Zum vorliegenden Urteilstext springen: II ZB 13/24
Das Wichtigste im Überblick
BGH lehnt ausländische Online-Beglaubigung ab und bestätigt die Zurückweisung der Registeranmeldung.
- Die Rechtsbeschwerde blieb ohne Erfolg. Die Eintragung der geänderten Geschäftsanschrift scheiterte.
- Der BGH verlangte ein deutsches Online-Verfahren mit strengen Identitätsprüfungen.
- Österreichs Verfahren lockerte diese Kontrollen. Deshalb galt die Beglaubigung nicht als gleichwertig.
- Der BGH sah keinen Verstoß gegen EU-Recht und fragte den EuGH nicht an.
- Gericht: BGH
- Datum: 25.02.2026
- Aktenzeichen: II ZB 13/24
- Verfahren: Rechtsbeschwerde
- Rechtsbereiche: Handelsregisterrecht, Gesellschaftsrecht, Notarrecht, Europarecht
- Relevant für: GmbH, Geschäftsführer, Notare, Registergerichte
Gilt die Online-Beglaubigung für Handelsregisteranmeldungen?
Gemäß § 12 Abs. 1 Satz 1, 2 HGB sowie den detaillierten Vorgaben des Beurkundungsgesetzes und der Bundesnotarordnung müssen Anmeldungen zum Handelsregister zwingend öffentlich beglaubigt sein.

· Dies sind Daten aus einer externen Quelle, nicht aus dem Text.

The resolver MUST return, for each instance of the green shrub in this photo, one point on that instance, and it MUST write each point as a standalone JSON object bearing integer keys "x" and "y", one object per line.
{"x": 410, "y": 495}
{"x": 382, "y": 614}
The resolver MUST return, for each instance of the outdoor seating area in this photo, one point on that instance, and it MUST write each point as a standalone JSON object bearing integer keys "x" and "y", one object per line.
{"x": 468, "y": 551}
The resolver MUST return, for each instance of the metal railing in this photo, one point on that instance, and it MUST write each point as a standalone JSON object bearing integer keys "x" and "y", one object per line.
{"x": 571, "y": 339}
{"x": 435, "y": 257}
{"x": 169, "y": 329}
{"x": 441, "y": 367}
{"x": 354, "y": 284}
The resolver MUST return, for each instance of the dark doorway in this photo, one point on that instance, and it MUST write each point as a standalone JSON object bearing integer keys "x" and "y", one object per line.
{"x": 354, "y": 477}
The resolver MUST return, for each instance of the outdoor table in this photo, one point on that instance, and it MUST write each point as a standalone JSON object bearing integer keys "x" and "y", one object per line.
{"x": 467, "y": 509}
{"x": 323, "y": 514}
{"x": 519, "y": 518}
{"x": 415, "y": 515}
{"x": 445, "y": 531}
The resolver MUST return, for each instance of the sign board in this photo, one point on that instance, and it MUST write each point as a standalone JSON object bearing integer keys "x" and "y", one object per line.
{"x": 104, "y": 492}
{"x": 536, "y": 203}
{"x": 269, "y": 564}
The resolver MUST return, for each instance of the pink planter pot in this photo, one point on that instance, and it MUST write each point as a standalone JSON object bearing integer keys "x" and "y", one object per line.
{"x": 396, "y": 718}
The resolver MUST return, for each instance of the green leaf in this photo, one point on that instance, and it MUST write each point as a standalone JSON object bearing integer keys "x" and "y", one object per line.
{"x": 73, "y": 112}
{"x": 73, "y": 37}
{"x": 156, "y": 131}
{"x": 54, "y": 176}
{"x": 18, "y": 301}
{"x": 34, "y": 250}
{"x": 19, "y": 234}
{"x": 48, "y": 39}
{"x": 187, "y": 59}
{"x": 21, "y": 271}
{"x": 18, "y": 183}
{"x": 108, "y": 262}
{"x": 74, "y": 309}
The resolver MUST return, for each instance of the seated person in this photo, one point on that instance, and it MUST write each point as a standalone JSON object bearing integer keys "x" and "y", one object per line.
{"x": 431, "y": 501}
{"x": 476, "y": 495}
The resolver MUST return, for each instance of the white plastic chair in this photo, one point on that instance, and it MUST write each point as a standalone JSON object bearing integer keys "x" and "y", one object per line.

Die Beglaubigung einer qualifizierten elektronischen Signatur im Online-Verfahren setzt nach dem deutschen Recht unabdingbar die Nutzung der offiziellen Videokommunikationsplattform der Bundesnotarkammer voraus. Das bedeutet konkret: Es reicht keine einfache digitale Unterschrift oder ein Scan, sondern es muss ein spezielles, staatlich zertifiziertes Verfahren genutzt werden, das die Identität des Unterzeichners zweifelsfrei beweist. Dabei ist ein strenges, zweistufiges Identifizierungsverfahren mit dem Vertrauensniveau „hoch“ vorgeschrieben. Zusätzlich verlangt der Gesetzgeber einen technischen Abgleich mittels eines ausgelesenen elektronischen Lichtbilds, um höchste Sicherheit zu gewährleisten.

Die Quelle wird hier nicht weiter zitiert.